Thursday, July 09, 2015

Greece and the future of the Euro

One of those mornings. I woke early without any story ideas. More precisely, I have stories on my list but they require more time than I have today, indeed more time than I will ever have! So a ramble.

Greece first. This link will take you to the IMF paper on the sustainability of Greek debt that has been referred to in recent discussions. It's moderately heavy going, but worth a read. I have not absorbed it properly, but the take home message appears to be that recent turmoil in Greece has taken the country from a trajectory in which targets were achievable but vulnerable to shock to one in which debt write-offs are required. Please feel free to correct this analysis.

My own interest was attracted by the similarities between the Greek turmoil and the tumultuous events in Australia and specifically the conflict between Lang led administration in NSW and other Australian jurisdictions. See, for example, my last post, Greece, Jack Lang and the Great Depression: are there lessons?

My interest is not so much that actual economics, but the way in which a somewhat similar economic crisis in Australia created interactions within a Federal structure that might be applicable to Greece and the EU. The comments on this and other Greek posts have been helpful in refining my views, but have also illustrated the way in which different questions get mixed together.

The question of what should have been done is different from the question what was done. The question of what should be done now is different from the question what will be done now. These things all get mixed together in discussion.One of the problems with the Greek PM is that he seems to mix together could have, should have and what to do in a complicated, muddled, way without having really clear objectives in his own mind.

I have no especially profound views in all this. I am just trying to use my writing and subsequent responses to clarify my own thinking. Whether Greece will stay in the Euro is obviously an important question, especially for the Greek people.

I am less sanguine on this point than I was a few days ago.Reading the English language European media, my only source of direct information, there seems to be a high level of impatience with Greece at both public and official levels. To many, the point seems to have been reached that the costs of keeping Greece in outweigh the costs of letting Greece go.

The question will this lead to the break-up of the Euro itself, something that has been almost eagerly forecast, is very different. I seem to be very much in a minority here, for I cannot see how a break-up might happen. The political, institutional and economic linkages now created are, to my mind, just too great.

I may be wrong, of course, but you can only work on probabilities. I wouldn't get rid of those Euros just yet.


For information, this chart that came from the Guardian via the BBC, shows official exposure to Greece expressed as a percentage of GDP




Anonymous said...

Two posts from the same blog; worth a look:

January 2015

June 2015

- including this comment:

Pre Euro Greek total production increased by some 600% between 1960 and 2001 while German total production increased by a mere 255%. Now if we think about it in footballer (soccer) terms, Greece gave the German nationals a real thrashing. However, throw in the Euro and the subsequent 15 years has German total production up 20% while Greece total production is down 26%.

which I highlight as quite interesting.


Jim Belshaw said...

Hi kvd. I need to look at the material properly before commenting.

2 tanners said...

In an interesting article which encouraged Greece to stick to its guns (sorry, can't remember the title or the author) the author claimed that there was no legal way for Greece to be actually forced out of the Euro if it didn't want to go.

Jim Belshaw said...

Now following up, kvd. I think that you have to be careful with this type of analysis.

In the pre-Euro period, I would have expected (hoped?) that growth in the southern states would be higher than Germany. The starting bases were different. My impression also is that Greece in particular received considerable benefits from EU membership, including transfer payments. I'm not sure what comparisons here tell us.

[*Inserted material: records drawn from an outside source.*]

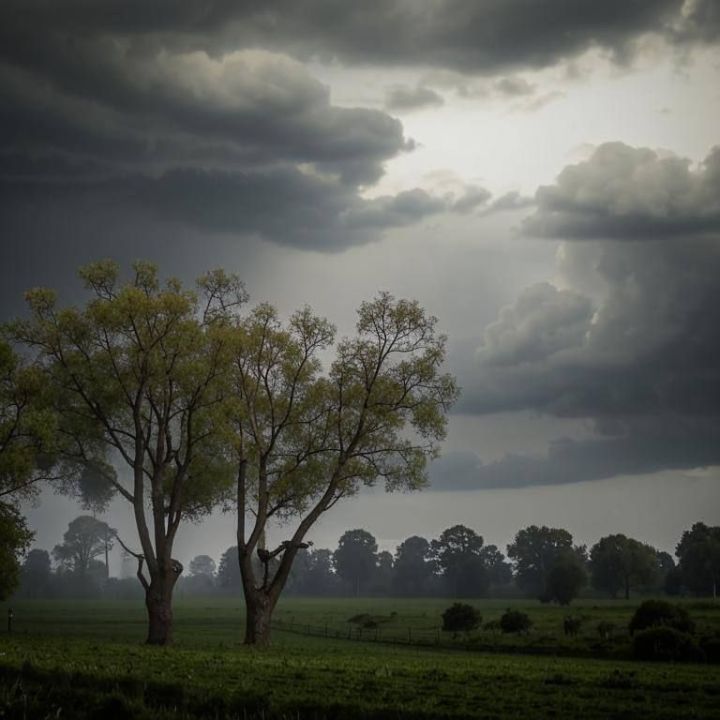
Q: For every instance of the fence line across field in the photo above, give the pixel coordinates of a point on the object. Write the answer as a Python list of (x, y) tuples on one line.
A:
[(406, 636)]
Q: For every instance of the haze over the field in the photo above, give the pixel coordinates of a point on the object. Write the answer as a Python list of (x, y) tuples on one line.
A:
[(544, 177)]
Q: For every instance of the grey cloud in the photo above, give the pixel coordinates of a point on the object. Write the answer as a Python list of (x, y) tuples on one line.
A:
[(514, 86), (630, 193), (645, 445), (543, 322), (407, 99), (456, 34), (510, 201), (630, 339)]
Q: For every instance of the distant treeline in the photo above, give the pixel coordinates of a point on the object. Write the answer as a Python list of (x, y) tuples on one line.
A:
[(541, 562)]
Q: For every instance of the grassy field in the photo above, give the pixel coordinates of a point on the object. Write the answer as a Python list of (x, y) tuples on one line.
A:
[(86, 660)]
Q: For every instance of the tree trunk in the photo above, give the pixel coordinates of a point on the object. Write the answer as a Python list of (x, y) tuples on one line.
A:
[(158, 600), (259, 606)]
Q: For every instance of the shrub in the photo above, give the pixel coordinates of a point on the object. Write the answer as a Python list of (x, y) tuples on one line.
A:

Looking post Euro, Greece joined in 2001, the comparisons are perhaps more instructive. Did the Euro hinder Greece and aid Germany? I think that the answer is yes. The broader currency was valued at a lower rate than would have been the case with the DM, higher than would have been the case with the Drachma. However, another factor is involved as well.

In 2003, Germany went through an economic reform program at considerable social cost. Economic growth then accelerated. By 2007, unemployment was at a five and a half year low. Greece followed a different path, including the 2004 Olympics. Disentangling the varying impacts of all this is not easy. It's certainly not a case of just the Euro.

The situation being dealt with now is not what was or might have been, but what is. As I write, the Greek Parliament is debating the bail-out proposals. Picking up 2t's point, you don't legal way of forcing Greece out of the Euro. Without aid, Greece may still use the Euro but will be effectively forced out as a Euro participant.

Anonymous said...

to the Euro imperialists, cost is no object, Greece must be kept in no matter what because they can't risk Greece leaving and then flourishing, that would be a disaster for their narrative which is already stretched well pasts the bounds of credibility. Besides, it's not their money, they can always slug Mr. Taxpayer for even more.